The cultural significance of literature emerges from, among other things, its virtue of being a free platform for any and every member of the society to express themselves. However, when oppression hegemonizes expression to the depth that our caste system did, it comes as no surprise that the term “Dalit Literature” was first officially used in the year 1958, at the first meeting of the Maharashtra Dalit Sahitya Sangh. This is not to say that the representation of Dalit characters was completely absent from the literary forum until then. Rabindranath Tagore’s ‘Geetanjali’ and ‘Sadgati’ by Premchand are two most remarkable examples, from the plethora of others available, of how Dalit lives did somehow managed to imbue the artists of the time. Yet the experiences and observations penned down by these upper-caste authors can be vastly distinguished from those originating from the authors belonging to the Dalit caste. The debate on whether there is any distinction between Dalit representations when authored by a Dalit person versus when originating from a non-Dalit writer is an age-old one.
Neha Arora and Arjun Dhangle are among the many that support the claim that one need not necessarily be a Dalit to write literature based on their life and experiences. Arundhati Roy, Amitav Ghosh and Vikram Seth are some of the many who hail from non-Dalit castes and have written award-worthy Dalit literature thereby proving the aforementioned stance. However, the real divide occurs on the question of whether realities and characters portrayed in these stories rightly reflect the ground realities. It is worth noting that the source from which non-Dalit writers obtain their storylines and character inspirations are very different from how Dalit writers come across theirs. The question simply boils down to a debate on whether character and lifestyle representation of the Dalits which emerges from the roots of sympathy or empathy could ever have more authenticity than accounts written by Dalits themselves.

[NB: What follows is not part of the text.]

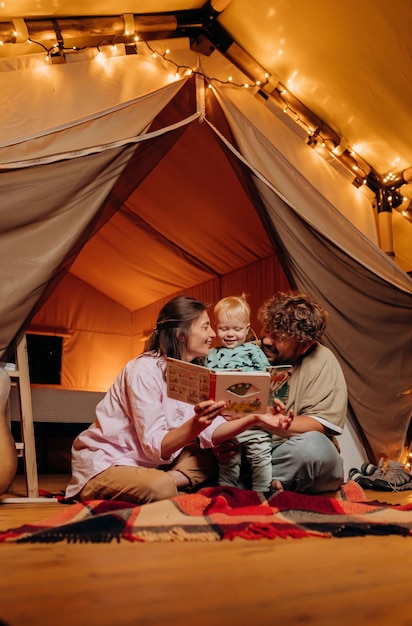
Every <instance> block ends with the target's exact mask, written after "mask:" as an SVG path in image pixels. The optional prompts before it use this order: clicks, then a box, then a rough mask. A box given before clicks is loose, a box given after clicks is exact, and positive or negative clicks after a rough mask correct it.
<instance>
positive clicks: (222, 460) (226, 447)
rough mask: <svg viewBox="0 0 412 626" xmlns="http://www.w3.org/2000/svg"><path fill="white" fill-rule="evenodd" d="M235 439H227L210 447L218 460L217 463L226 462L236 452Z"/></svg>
mask: <svg viewBox="0 0 412 626" xmlns="http://www.w3.org/2000/svg"><path fill="white" fill-rule="evenodd" d="M238 447H239V446H238V444H237V443H236V441H232V440H230V439H229V440H228V441H224V442H223V443H222V444H220V446H217V447H216V448H212V452H213V454H214V455H215V457H216V458H217V460H218V461H219V463H223V464H225V463H228V462H229V461H230V459H231V458H232V457H233V456H234V455H235V454H236V452H237V449H238Z"/></svg>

“Only ash knows the experience of burning”, is a famously cited quote by Ramnika Gupta which helps us understand that though being sensitized to the issue of caste-based discrimination might enable an individual to write extensively about it, it takes one to be placed in the said situation to be able to delineate to perfection what the experience is like. This is fundamentally where the Dalit literature written by a Dalit and a non-Dalit writer parts ways. Non-Dalit writers have a penchant for painting a bleak and hopeless picture of the Dalit lifestyle and manifesting how Dalits are victims of their circumstances. For example, In Premchand’s ‘Godan’, the central character dies at the end because he is unable to fight with upper-caste money lenders. These skewed portrayals are mostly stereotypes and therefore fail to give the impression of being bona fide to the readers. Thus the Dalit writers’ claim that non-Dalit writers often portray them in a negative or sympathetic light does hold true even though we now partly understand why.
Dalit writers, in contrast, have portrayed Dalit characters as rebels while painting a hopeful image for the future. By surviving in those heart-wrenching circumstances themselves, Dalits realise that the literature which does not envision an optimistic future for its community members does little to cultivate willingness in them to fight back when they face oppression. Dalit writers have frequently been found to contend that ‘Dalit Chetna’, the consciousness that arises from being a Dalit, is essential to writing about the Dalit hardships, the frame of mind, lifestyle, so on and so forth. Therefore they maintain that the gravity of passion which can be depicted when represented by a Dalit writer is not only more credible but also genuine. Alok Mukherjee’s 2004 translation of Sharankumar Limbale’s ‘Towards an Aesthetic of Dalit Literature’ defines Dalit Chetna as ‘the revolutionary mentality connected with struggle’. This also to an extent explains why Dalit writers endeavour to characterize Dalits with assertive and rebellious attributes as opposed to showing them as sufferers.
Newer and more exhaustive arguments can be provided to both sides of this debate but the fact remains that a non-Dalit writer would invariably be blind to some of the covert ways in which Dalits face humiliation in their daily lives since the naked eye can only observe so much. None of this goes on to say that Dalit literature must only be restricted to Dalits or anything of the sort. What we do need to acknowledge though is the validation that a Dalit writer attaches to a work of Dalit literature is something that a non-Dalit writer can only strive to do while only rarely succeeding.